Marc Bloch aurait lui sans doute évoqué le terme «d’étrange défaite» aux yeux de certains observateurs. «Bon sang ne saurait mentir»: la diplomatie d’influence américaine ne s’y est d’ailleurs pas trompée. Delphine O, spécialiste des relations internationales, devenue, en mai 2019, ambassadrice — la plus jeune de l'histoire française à occuper ce poste —, secrétaire générale de la conférence mondiale de l’Organisation des Nations unies sur les femmes, apparaît aussi dans la promotion 2019 des «Young Leaders» de la French American Fondation: «En trente-huit ans, ce programme de la French-American Foundation, dont l'ambition est de resserrer les liens transatlantiques, a identifié des centaines de têtes bien faites, âgées de moins de 40 ans, et déjà sur les rails du pouvoir» selon les Echos.

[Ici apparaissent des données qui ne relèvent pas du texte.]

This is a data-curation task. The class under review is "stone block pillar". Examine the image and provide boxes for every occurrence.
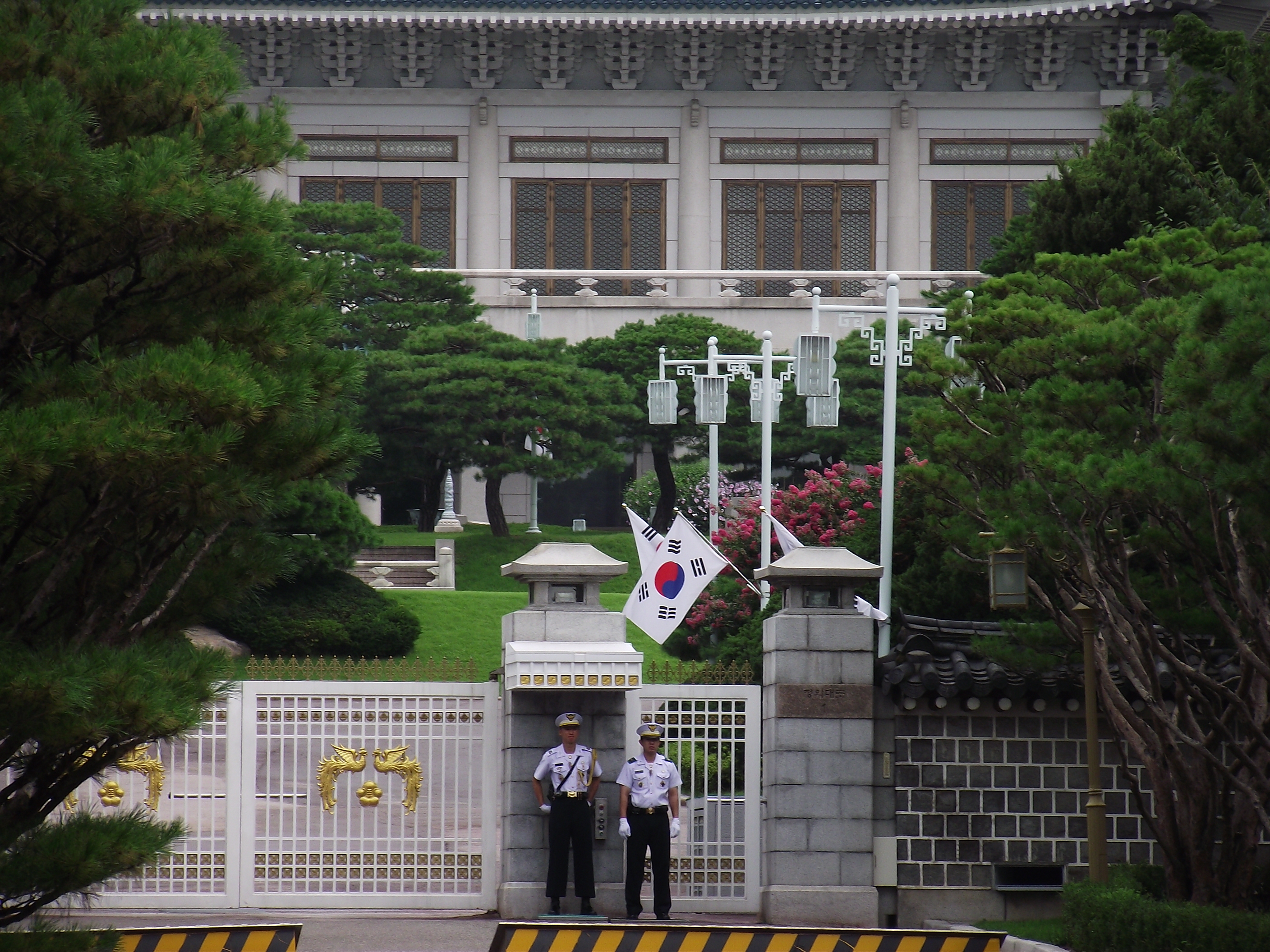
[757,547,881,928]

Doux euphémisme pour certains, être allié devrait pourtant nous conduire à être beaucoup plus lucides et parfois même critiques selon les mots mêmes d’Olivier Marleix, vice-Président du Cercle Jefferson. Une véritable et franche amitié ne saurait d’ailleurs s’en offusquer. Rappelons-nous en à juste titre, à travers cette citations fort à propos des «Petites proses» de Michel Tournier: «La grande différence entre l'amour et l'amitié, c'est qu'il ne peut y avoir d'amitié sans réciprocité.» Doit-elle encore être équilibrée. France-Amérique, une histoire d’amour souvent contrariée: «Je t’aime… moi non plus» chantait Gainsbourg.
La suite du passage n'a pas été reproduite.